Subject: YANOMAMI pg 77, issue of 2 October

The charge by Patrick Tierney in his book "Darkness in El Dorado" that James Neel "used a measles vaccine on the Yanomami that helped spread an epidemic killing 'hundreds, perhaps thousands'" is completely false. Neel administered a licensed US vaccine (Edmonston B which was given successfully to nearly 19 million infants and children in this country and internationally between 1963 and 1975) in a scientifically valid attempt to interrupt an epidemic that had already begun. In the scientific studies of this vaccine over and over again it was demonstrated that there was never any communicability or transmission of the vaccine virus to susceptible close contacts.
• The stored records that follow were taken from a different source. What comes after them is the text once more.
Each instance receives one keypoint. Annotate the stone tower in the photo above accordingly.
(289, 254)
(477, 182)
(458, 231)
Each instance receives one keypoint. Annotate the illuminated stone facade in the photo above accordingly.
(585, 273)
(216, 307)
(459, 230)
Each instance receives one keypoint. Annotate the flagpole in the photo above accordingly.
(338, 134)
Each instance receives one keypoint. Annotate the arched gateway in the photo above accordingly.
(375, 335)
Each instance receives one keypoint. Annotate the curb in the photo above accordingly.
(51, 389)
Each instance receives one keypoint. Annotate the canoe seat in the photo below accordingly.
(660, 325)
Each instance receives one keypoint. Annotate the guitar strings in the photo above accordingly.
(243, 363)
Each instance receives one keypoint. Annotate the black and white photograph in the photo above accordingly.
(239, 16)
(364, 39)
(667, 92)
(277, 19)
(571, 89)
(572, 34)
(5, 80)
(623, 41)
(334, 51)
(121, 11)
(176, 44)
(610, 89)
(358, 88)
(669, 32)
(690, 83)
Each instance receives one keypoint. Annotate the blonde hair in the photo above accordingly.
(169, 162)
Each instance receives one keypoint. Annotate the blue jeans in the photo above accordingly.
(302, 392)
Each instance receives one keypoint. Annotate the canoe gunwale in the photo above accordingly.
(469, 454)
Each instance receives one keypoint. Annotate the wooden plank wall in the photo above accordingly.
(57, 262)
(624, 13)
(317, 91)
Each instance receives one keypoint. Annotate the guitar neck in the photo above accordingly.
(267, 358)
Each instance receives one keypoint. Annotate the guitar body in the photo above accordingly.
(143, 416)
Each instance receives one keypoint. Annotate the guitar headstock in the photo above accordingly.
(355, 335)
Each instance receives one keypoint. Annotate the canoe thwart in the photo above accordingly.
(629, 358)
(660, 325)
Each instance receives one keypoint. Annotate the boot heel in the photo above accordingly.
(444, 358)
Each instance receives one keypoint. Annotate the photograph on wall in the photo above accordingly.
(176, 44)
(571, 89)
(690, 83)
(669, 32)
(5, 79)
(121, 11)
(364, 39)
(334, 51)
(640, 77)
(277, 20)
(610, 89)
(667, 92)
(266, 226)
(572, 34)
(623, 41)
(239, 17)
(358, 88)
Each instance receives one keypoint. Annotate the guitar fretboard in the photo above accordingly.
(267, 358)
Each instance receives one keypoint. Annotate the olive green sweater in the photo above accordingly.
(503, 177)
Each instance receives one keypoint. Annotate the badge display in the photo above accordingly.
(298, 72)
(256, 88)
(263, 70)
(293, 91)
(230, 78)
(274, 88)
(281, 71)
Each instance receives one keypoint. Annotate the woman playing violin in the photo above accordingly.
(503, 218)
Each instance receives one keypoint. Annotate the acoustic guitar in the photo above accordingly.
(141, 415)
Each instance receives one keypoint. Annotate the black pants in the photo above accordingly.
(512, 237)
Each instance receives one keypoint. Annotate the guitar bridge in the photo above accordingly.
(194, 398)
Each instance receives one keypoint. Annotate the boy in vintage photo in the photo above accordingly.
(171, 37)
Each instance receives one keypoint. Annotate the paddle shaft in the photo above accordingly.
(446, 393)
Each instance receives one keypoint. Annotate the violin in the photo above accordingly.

The vaccine could not "spread an epidemic", let alone start one. Samuel L. Katz MD, co-developer (with Nobel laureate John F. Enders) of measles vaccine.
Home address: 1917 Wildcat Creek Road, Chapel Hill NC 27516, phone number 919.968.0008; office: Box 2925, Dept of Pediatrics, Duke University Medical School, Durham NC 27710, phone number 919.684.3734.


A similar letter by Dr. Katz was published in the October 30, 2000, New Yorker.